The migration compact doesn’t help a fraught debate

RASHMEE ROSHAN LALL December 16, 2018

Lively debate. Moroccan Minister of Foreign Affairs and International Cooperation Nasser Bourita (C), United Nations Secretary-General Antonio Guterres (L) and chair of the opening session of the UN Migration Conference in Marrakech, December 10. (AFP)

It’s being billed as the first international deal on the migration crisis but it’s not really an agreement to do much of anything.

The UN Global Compact for Migration, the formal name for the document adopted December 11 in Marrakech, makes several declaratory statements. It also offers many sweeping suggestions but the compact does not specify the mechanism for delivery. The document has been called historic. It might have been but it isn’t.

What happened in Marrakech was the adoption by 164 countries of a symbolic statement of good intent towards migrants. It was a start. The UN General Assembly is to formally endorse the compact. And that will be that. The migration issue will be back where it has been since 2015 when Syria started haemorrhaging people and Europe began to feel the effects.
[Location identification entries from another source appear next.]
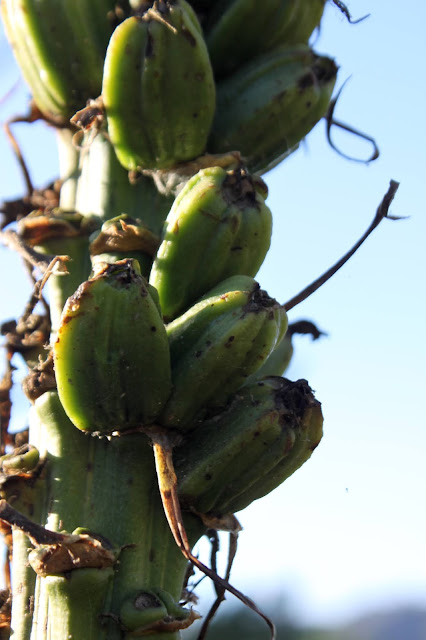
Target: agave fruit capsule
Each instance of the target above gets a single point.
(111, 356)
(60, 48)
(218, 226)
(266, 107)
(216, 345)
(268, 430)
(233, 27)
(158, 87)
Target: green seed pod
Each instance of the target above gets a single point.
(233, 26)
(111, 356)
(60, 48)
(219, 226)
(216, 345)
(269, 430)
(309, 420)
(280, 358)
(124, 237)
(267, 107)
(158, 87)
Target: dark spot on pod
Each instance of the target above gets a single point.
(188, 36)
(229, 342)
(149, 47)
(306, 81)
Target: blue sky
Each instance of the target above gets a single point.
(347, 532)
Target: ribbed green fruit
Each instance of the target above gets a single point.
(111, 356)
(219, 226)
(158, 87)
(233, 29)
(60, 47)
(267, 107)
(216, 345)
(269, 430)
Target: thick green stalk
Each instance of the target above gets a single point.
(105, 485)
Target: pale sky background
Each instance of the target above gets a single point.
(347, 533)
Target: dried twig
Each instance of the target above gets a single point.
(381, 213)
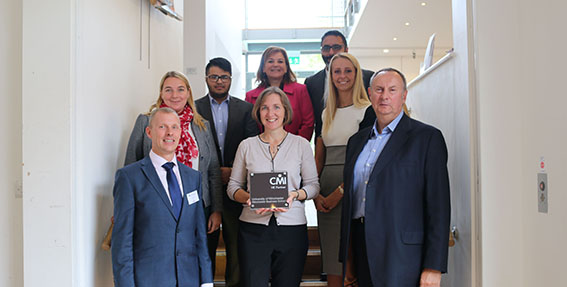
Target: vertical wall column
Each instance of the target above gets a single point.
(47, 116)
(11, 262)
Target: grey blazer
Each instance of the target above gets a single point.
(139, 146)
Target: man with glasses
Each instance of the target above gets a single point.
(231, 122)
(332, 42)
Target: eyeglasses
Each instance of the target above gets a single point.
(223, 78)
(328, 48)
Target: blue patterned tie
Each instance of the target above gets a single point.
(174, 190)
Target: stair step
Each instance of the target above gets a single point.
(306, 283)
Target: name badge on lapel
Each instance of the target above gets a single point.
(192, 197)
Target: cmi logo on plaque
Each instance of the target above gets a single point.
(268, 190)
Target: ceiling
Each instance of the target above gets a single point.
(383, 20)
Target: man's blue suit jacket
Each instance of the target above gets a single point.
(149, 246)
(407, 207)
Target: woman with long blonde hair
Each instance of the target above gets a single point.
(345, 109)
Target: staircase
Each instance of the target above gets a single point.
(311, 271)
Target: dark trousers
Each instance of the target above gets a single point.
(212, 239)
(359, 253)
(230, 226)
(279, 251)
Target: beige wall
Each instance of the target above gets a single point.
(212, 29)
(89, 68)
(11, 262)
(520, 69)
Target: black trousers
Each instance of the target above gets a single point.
(230, 226)
(279, 251)
(359, 253)
(212, 240)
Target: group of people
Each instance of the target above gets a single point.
(378, 179)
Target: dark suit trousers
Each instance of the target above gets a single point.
(361, 268)
(279, 251)
(212, 240)
(230, 225)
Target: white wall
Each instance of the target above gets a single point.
(405, 64)
(195, 45)
(212, 29)
(520, 70)
(442, 97)
(48, 175)
(90, 67)
(225, 21)
(11, 261)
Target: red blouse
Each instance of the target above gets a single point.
(303, 119)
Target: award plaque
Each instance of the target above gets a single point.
(268, 190)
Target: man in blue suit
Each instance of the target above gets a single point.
(396, 206)
(159, 236)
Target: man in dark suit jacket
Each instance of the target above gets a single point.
(159, 236)
(231, 122)
(396, 206)
(332, 42)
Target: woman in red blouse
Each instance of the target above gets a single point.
(274, 71)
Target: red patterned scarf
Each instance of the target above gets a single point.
(187, 148)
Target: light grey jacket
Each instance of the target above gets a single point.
(140, 144)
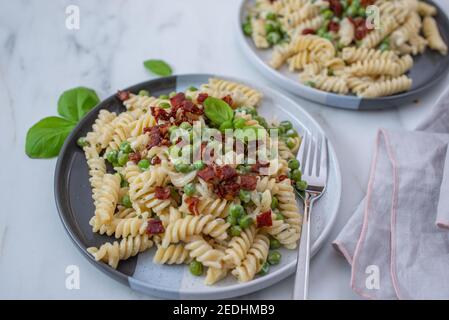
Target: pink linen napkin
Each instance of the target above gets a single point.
(397, 241)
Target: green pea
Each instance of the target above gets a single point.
(122, 158)
(172, 129)
(252, 111)
(274, 203)
(189, 189)
(287, 125)
(236, 211)
(281, 130)
(196, 268)
(245, 221)
(239, 123)
(144, 93)
(245, 196)
(231, 220)
(235, 231)
(352, 10)
(125, 146)
(384, 47)
(279, 216)
(82, 142)
(247, 28)
(126, 201)
(225, 125)
(301, 185)
(273, 38)
(269, 27)
(185, 126)
(271, 16)
(293, 164)
(265, 269)
(183, 167)
(291, 143)
(292, 133)
(296, 175)
(361, 12)
(275, 244)
(198, 165)
(144, 164)
(164, 105)
(111, 156)
(274, 257)
(327, 14)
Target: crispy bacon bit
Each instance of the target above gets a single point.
(162, 193)
(227, 190)
(336, 7)
(207, 174)
(189, 106)
(256, 167)
(134, 157)
(228, 100)
(158, 135)
(264, 219)
(155, 160)
(155, 227)
(122, 95)
(307, 31)
(361, 29)
(160, 114)
(192, 203)
(282, 178)
(177, 99)
(333, 26)
(225, 172)
(202, 97)
(248, 182)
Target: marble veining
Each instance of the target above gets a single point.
(40, 58)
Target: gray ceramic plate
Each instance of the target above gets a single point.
(75, 205)
(428, 69)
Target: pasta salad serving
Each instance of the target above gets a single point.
(361, 47)
(198, 175)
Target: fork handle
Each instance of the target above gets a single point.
(301, 288)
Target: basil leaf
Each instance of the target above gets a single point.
(159, 67)
(73, 104)
(217, 110)
(45, 138)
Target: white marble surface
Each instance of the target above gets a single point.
(39, 58)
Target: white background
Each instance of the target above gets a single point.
(40, 58)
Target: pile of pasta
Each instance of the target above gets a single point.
(330, 44)
(157, 211)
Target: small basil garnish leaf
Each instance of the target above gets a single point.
(45, 138)
(158, 67)
(73, 104)
(217, 110)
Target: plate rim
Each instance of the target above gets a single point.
(330, 99)
(166, 292)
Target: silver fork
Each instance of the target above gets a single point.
(313, 158)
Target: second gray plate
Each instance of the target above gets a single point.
(429, 68)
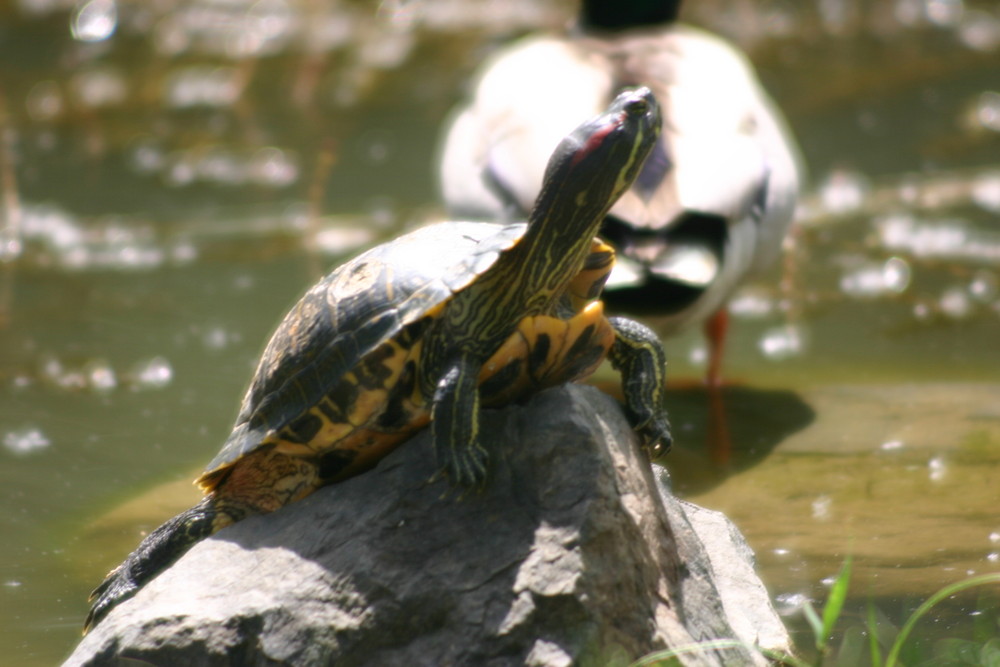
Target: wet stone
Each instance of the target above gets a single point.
(574, 553)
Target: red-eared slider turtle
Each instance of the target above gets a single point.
(713, 202)
(427, 328)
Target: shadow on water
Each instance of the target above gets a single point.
(706, 453)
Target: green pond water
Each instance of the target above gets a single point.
(170, 190)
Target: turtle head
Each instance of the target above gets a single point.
(597, 162)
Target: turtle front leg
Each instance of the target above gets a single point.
(455, 423)
(638, 355)
(157, 552)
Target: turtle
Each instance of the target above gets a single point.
(713, 203)
(430, 328)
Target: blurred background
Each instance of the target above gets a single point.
(174, 174)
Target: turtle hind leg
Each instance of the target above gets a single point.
(455, 423)
(158, 551)
(638, 355)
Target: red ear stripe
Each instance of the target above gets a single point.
(595, 140)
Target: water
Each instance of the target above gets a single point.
(181, 173)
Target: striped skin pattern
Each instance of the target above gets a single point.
(430, 328)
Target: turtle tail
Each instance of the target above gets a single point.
(159, 550)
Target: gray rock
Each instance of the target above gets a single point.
(573, 554)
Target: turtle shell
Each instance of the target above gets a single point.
(350, 314)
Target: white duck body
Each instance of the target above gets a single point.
(710, 208)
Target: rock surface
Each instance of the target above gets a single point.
(573, 554)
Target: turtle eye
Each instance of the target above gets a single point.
(638, 106)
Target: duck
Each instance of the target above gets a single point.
(715, 199)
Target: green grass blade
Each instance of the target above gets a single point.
(942, 594)
(835, 602)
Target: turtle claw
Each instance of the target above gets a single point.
(655, 436)
(467, 466)
(116, 588)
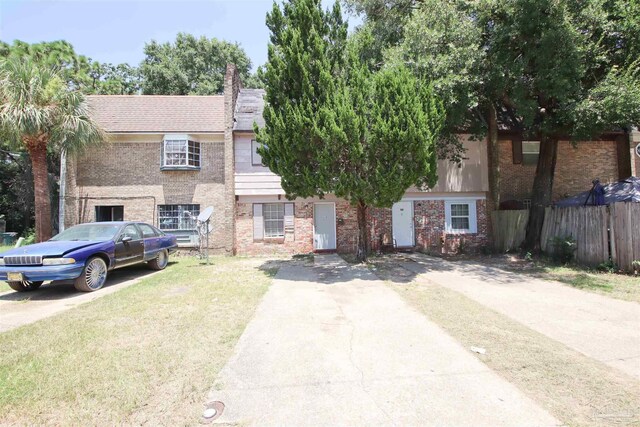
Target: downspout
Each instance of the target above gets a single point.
(63, 188)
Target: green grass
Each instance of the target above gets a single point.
(3, 286)
(620, 286)
(573, 387)
(147, 354)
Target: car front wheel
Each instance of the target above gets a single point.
(24, 286)
(93, 275)
(161, 261)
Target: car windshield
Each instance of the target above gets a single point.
(89, 232)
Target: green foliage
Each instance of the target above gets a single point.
(29, 237)
(337, 123)
(37, 104)
(335, 126)
(608, 266)
(563, 249)
(441, 44)
(16, 188)
(190, 65)
(78, 71)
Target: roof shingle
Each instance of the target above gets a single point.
(158, 113)
(249, 108)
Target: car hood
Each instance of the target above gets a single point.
(51, 248)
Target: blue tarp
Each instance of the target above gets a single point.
(626, 190)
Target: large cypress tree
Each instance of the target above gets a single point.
(335, 124)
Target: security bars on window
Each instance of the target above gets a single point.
(181, 153)
(460, 217)
(178, 217)
(273, 214)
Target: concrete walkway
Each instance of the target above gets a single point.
(22, 308)
(330, 344)
(602, 328)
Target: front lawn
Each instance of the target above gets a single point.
(147, 354)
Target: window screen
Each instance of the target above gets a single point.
(273, 214)
(460, 216)
(178, 217)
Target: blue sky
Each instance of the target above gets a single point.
(116, 30)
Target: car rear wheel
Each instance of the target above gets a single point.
(93, 275)
(25, 285)
(161, 261)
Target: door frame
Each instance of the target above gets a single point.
(412, 225)
(335, 228)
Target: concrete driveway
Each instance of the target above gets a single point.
(330, 344)
(22, 308)
(602, 328)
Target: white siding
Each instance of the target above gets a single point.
(252, 180)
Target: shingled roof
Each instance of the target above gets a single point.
(249, 107)
(158, 113)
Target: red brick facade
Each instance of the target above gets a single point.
(576, 167)
(429, 226)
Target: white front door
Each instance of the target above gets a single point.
(324, 226)
(402, 224)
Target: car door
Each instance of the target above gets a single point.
(129, 246)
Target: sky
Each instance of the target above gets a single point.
(116, 30)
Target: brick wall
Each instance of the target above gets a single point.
(128, 174)
(298, 242)
(429, 225)
(575, 169)
(232, 86)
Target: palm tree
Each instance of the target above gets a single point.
(40, 112)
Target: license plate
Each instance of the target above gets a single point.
(15, 277)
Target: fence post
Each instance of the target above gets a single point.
(612, 233)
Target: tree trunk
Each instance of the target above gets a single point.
(37, 147)
(363, 232)
(542, 190)
(494, 156)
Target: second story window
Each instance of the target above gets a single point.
(256, 159)
(530, 152)
(180, 153)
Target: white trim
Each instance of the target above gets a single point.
(335, 228)
(412, 224)
(445, 198)
(473, 220)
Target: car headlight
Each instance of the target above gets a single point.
(58, 261)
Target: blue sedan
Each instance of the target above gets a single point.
(85, 253)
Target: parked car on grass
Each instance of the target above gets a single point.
(85, 253)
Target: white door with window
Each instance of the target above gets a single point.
(402, 224)
(324, 226)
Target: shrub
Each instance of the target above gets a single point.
(563, 249)
(607, 266)
(29, 237)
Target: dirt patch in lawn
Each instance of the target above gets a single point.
(147, 354)
(576, 389)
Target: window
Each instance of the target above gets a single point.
(109, 213)
(131, 231)
(256, 159)
(273, 214)
(147, 230)
(180, 153)
(178, 217)
(460, 216)
(530, 152)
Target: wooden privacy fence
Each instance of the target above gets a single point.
(586, 224)
(600, 232)
(625, 234)
(509, 229)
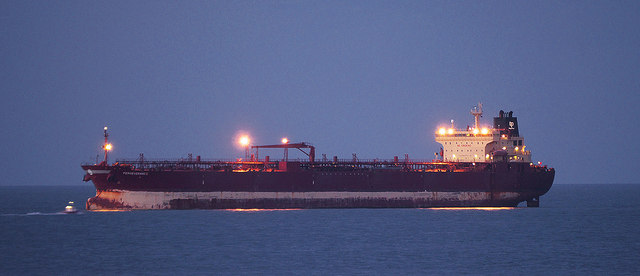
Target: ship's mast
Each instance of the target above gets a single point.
(476, 111)
(106, 145)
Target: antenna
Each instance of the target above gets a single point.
(476, 111)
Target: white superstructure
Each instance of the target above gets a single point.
(483, 143)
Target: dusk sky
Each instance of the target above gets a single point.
(375, 78)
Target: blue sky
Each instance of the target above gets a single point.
(369, 77)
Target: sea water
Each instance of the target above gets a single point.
(578, 229)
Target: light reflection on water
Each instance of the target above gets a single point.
(471, 208)
(259, 210)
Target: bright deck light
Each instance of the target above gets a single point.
(244, 140)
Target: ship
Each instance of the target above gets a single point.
(476, 166)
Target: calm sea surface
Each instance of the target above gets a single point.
(579, 229)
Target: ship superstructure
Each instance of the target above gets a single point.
(481, 143)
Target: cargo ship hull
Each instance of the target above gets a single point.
(476, 185)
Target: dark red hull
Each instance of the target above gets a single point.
(482, 184)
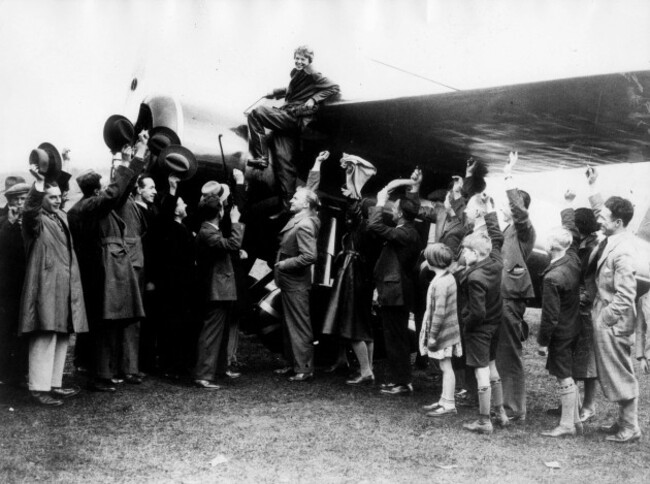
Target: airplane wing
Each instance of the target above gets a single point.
(553, 124)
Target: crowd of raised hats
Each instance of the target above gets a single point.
(139, 262)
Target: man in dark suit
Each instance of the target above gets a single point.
(481, 306)
(218, 288)
(560, 325)
(296, 255)
(394, 277)
(516, 288)
(13, 350)
(110, 257)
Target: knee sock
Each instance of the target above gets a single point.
(497, 394)
(629, 413)
(484, 398)
(568, 399)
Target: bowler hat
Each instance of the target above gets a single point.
(48, 160)
(17, 189)
(118, 131)
(177, 160)
(215, 189)
(160, 138)
(10, 181)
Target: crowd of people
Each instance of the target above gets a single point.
(125, 271)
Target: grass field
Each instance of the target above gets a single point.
(265, 429)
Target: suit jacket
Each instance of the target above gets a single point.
(615, 281)
(394, 272)
(216, 274)
(481, 304)
(297, 252)
(518, 243)
(110, 254)
(561, 291)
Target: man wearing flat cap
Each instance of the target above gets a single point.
(307, 89)
(13, 351)
(111, 261)
(9, 182)
(52, 305)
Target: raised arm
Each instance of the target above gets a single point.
(520, 218)
(306, 238)
(313, 179)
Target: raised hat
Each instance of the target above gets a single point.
(63, 180)
(215, 189)
(160, 138)
(10, 181)
(177, 160)
(118, 131)
(48, 160)
(17, 189)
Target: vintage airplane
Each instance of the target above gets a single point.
(556, 126)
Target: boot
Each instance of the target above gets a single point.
(497, 401)
(568, 418)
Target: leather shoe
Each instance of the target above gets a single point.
(398, 390)
(360, 380)
(133, 379)
(442, 411)
(61, 392)
(103, 386)
(580, 429)
(260, 163)
(586, 414)
(302, 377)
(430, 407)
(610, 429)
(481, 426)
(283, 371)
(560, 431)
(554, 412)
(45, 399)
(233, 375)
(625, 435)
(206, 385)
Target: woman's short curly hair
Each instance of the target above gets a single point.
(305, 51)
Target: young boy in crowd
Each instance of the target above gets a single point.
(560, 325)
(481, 316)
(440, 334)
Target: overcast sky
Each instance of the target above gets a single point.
(68, 64)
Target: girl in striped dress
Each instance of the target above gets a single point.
(440, 334)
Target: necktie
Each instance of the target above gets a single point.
(599, 252)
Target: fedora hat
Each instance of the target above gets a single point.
(118, 131)
(160, 138)
(215, 189)
(10, 181)
(177, 160)
(17, 189)
(48, 160)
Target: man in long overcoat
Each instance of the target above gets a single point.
(296, 255)
(394, 278)
(613, 312)
(111, 257)
(52, 304)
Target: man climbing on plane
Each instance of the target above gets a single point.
(306, 91)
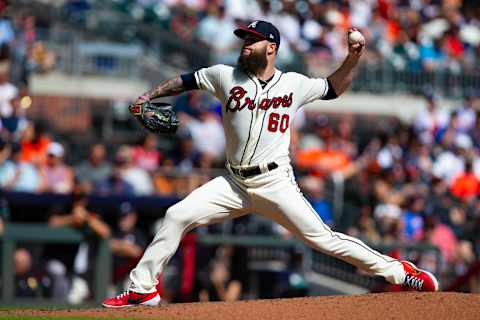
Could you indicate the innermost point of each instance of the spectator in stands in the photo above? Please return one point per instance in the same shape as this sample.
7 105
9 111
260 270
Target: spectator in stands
127 242
412 218
35 143
216 32
64 261
466 113
8 91
95 169
466 186
20 176
146 154
429 120
14 124
136 176
40 58
184 22
115 184
57 176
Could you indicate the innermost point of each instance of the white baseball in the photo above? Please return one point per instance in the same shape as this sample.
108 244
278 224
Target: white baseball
356 37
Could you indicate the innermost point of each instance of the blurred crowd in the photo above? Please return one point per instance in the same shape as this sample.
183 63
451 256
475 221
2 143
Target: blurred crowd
410 35
416 183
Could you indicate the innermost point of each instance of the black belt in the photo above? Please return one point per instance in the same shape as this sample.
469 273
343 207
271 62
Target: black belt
252 171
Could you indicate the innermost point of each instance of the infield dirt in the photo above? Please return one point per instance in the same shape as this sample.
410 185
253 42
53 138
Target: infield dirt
406 305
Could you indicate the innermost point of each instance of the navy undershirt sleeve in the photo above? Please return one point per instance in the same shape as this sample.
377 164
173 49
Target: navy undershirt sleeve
331 94
189 82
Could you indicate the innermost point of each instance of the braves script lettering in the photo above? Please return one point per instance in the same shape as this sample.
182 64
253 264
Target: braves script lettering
237 101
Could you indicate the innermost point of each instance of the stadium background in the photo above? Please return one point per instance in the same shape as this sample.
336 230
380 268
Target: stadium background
394 162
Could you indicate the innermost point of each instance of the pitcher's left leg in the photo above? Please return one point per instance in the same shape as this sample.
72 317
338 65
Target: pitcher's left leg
284 203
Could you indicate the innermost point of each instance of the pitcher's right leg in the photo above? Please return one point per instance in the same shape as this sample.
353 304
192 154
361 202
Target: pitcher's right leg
217 200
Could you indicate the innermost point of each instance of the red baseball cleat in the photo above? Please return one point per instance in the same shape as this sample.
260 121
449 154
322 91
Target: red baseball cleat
130 299
418 279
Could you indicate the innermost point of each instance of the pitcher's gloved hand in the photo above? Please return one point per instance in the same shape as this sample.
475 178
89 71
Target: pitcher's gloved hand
157 117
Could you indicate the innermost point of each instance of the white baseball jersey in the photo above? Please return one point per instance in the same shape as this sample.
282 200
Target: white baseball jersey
257 129
257 120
So, where are we on migration? European politics has changed in three years and the discourse is hateful. The far-right is ascendant in several European countries and its laser focus is on migrants. Unfortunately, the UN Global Compact doesn’t help the debate. It doesn’t make distinctions between migrants, refugees and asylum seekers clear.

Let’s start with figures, as laid out by the United Nations’ International Migration Report 2017.

— The number of international migrants worldwide was 258 million in 2017, up from 220 million in 2010.

— In 2017, 67% of international migrants were living in 20 countries, with the largest number in the United States. Saudi Arabia, Germany and Russia had the second, third and fourth largest numbers of migrants worldwide. The United Kingdom was fifth.

— In 2016, refugees and asylum seekers worldwide were estimated at 25.9 million, with Turkey hosting the largest number, followed by Jordan, the Palestinian territories, Lebanon and Pakistan.

It’s important to note the enormous difference between the number of migrants and refugees. Every refugee is a migrant but only some migrants are refugees. Not all asylum seekers will become refugees. The distinctions are increasingly lost in the fevered migration debate. Migration, refugee status and asylum claims have all been lumped together, sometimes mendaciously but more often due to misinformation.

The UN Global Compact for Migration does not provide much clarification, either. It states: “Refugees and migrants are entitled to the same universal human rights and fundamental freedoms, which must be respected, protected and fulfilled at all times. However, migrants and refugees are distinct groups governed by separate legal frameworks. Only refugees are entitled to the specific international protection defined by international refugee law. This Global Compact refers to migrants…”

The United States pulled out of the compact this time last year but that was only to be expected from its “America First” transactional president, Donald Trump. So, too, Australia’s stated concerns. Canberra has long enforced a tough, if controversially successful, migration and asylum policy, which the Australian government says the compact would undermine.

What of the 30 other countries that agreed to the pact but did not attend the Marrakech conference? What of the waverers? New Zealand, for instance, where the opposition raised concerns about the pact treating “illegal and legal migration the same.”

What of the generally principled Dutch, whose parliament granted approval to the compact even as the government insisted on a legal addendum expressly stating it wasn’t a viable juridical document?

The compact expresses the hope that migrants will be afforded the same basic services as citizens and it subsequently defines the following objective: the enhancement of available “pathways for regular migration… labour mobility” across regions.

Is it any wonder, in an increasingly nationalist age, that such an agreement — even if unenforceable — is viewed with suspicion?